Vanwege de gespannen internationale toestand vorderde de Koninklijke Marine op 24 augustus 1939 de “Indus” ten behoeve van de Bewakings en Onderzoeksdienst en het schip kwam onder commando van een marineofficier. De marine bracht haar in de vaart als bewakingsvaartuig voor de zeegaten onder registratienummer “BV 36”. De sleepboot werd voorzien van een kanon en zoeklicht en kreeg marinekannoniers aan boord. Haar taak werd het controleren van de in- en uitvarende zeescheepvaart.
Na de Duitse inval op 10 mei 1940 nam de Kriegsmarine de Indus in beslag en deelde het in bij het Lazarett Verband (Nederlandse Zeereddingsdienst) onder registratienummer “LAZ 11” de sleepboot werd omgebouwd tot hospitaal-reddingsschip, wit geschilderd en voorzien van rode kruisen. De taak van de “Indus” werd nu het redden uit zee van vliegtuigbemanningen en drenkelingen en het slepen van schepen welke tijdens gevechten of door zeemijnen beschadigd waren.
Aanval op de “LAZ 11” op de Noordzee voor Schouwen.
In de nacht van 22 op 23 september 1940 lag de LAZ11 voor anker onder de kust van Schouwen – Duiveland. De zeesleper “Indus” stond onder commando van kapitein Meindert Cornelis de Graaf (50 jr.) afkomstig uit Rotterdam. De bemanning van de sleper bestond uit 18 koppen, voornamelijk Nederlanders aangevuld met enkele Duitse militairen ter bewaking van de bemanning.
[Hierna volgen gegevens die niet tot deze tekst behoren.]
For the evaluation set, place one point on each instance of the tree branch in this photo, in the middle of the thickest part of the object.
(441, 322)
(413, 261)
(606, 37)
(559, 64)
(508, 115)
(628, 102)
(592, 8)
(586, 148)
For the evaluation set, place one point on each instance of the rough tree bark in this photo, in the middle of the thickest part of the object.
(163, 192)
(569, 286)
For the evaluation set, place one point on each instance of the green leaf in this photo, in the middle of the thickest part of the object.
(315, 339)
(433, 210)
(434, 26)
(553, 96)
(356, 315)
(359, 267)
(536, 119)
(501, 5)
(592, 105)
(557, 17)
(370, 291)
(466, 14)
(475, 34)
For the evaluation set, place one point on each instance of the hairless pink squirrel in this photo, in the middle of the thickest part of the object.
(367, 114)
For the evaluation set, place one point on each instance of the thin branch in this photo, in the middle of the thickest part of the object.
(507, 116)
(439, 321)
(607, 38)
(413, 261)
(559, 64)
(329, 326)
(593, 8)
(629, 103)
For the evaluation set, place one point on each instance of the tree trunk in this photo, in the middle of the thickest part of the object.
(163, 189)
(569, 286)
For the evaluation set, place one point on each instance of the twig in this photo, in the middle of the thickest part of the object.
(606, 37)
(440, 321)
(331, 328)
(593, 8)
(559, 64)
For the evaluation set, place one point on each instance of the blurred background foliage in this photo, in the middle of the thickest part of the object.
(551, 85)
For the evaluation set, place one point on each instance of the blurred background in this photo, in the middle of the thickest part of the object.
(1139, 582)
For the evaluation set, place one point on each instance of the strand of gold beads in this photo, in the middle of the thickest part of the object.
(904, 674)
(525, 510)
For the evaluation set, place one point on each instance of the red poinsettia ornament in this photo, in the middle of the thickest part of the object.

Het schip lag op 51 graden 55 minuten Noorderbreedte en 3 graden en 31 minuten Oosterlengte stand by om drenkelingen van tot zinken gebrachte schepen en neergestorte vliegtuigen te redden. Het was een heldere nacht, volle maan en een rustige zee.

Omstreeks 03.15 uur zag de bemanning oranje-rode lichtkogels in de lucht. De kapitein liet hierop de rode kruis tekens op de schoorsteen verlichten en de scheepssirene loeien. Kort daarop kwam een salvo projectielen voor de LAZ11 in het water terecht. De bemanning kon het oorlogsschip niet waarnemen. Zij zagen alleen het mondingsvuur van de kanons. Een tweede salvo volgde, die granaten kwamen achter het schip in het water. Direct daarop kwam het derde salvo. Die granaten waren raak. De granaten sloegen midscheeps in, sloegen een gat in het dek en veroorzaakten in de machinekamer een ketelexplosie. Ook het roer raakte beschadigd terwijl een granaat aan bakboord in het dek sloeg en grote schade in het kombuis en de proviandkamer veroorzaakte. De verlichting van het schip was ook uitgevallen. De beschieting heeft 10 minuten geduurd.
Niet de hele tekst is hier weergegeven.